Last week I was at the gym, minding my own business, pretending not to constantly look in the mirror at my huge biceps, when two really, really scrawny younger guys started setting up on a bench press nearby. They were 18 at best.
While bench pressing 65 lbs:
Guy #1: Seriously dude, it’s so messed up that she’s making us come do this. I don’t want to be like those huge guys.
Guy #2: Who? Those guys whose shoulders are so big they’re swallowing their heads? They look like a cross between a turtle and a gorilla.
Guy #1: Yeah, I don’t wanna look like them and I don’t know why she wants me to look like them. That’s why I’m keeping my weight low when we work out.

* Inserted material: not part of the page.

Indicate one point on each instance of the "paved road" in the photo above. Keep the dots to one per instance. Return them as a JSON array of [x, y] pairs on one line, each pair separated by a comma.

Guy #2: Yep, I’m sure that’s the only reason. You and me we’re in serious danger of waking up tomorrow looking like muscle freaks with the way we’re going.
They removed five pounds from each side.
While bench pressing 55 lbs:
Guy #1: It’s not that I don’t want to look good. It’s that I don’t think she should base whether she likes me on how much muscle I have.
Guy #2: Look at us man. We both look like starving six year olds on stilts. Maybe she just wants you to not look like you’re imploding.
Guy #1: Shut up, man. You know what I’m saying.
Guy #2: Just saying. If I was a girl, I wouldn’t want to feel like I was going to crush you if we hugged.
Guy #1: What if she said that to you, man? What if she said she wasn’t attracted to you because of how skinny you were? Would you think it was okay?
Guy #2: I’d think she was being honest and I’d start going to the gym, and then when I got more muscle I’d tell her where to go and how to get there and get somebody way hotter than her.
And, this is the point that I think they saw that I was hovering, listening in because they looked at me and stopped talking about anything except the science of lifting weights.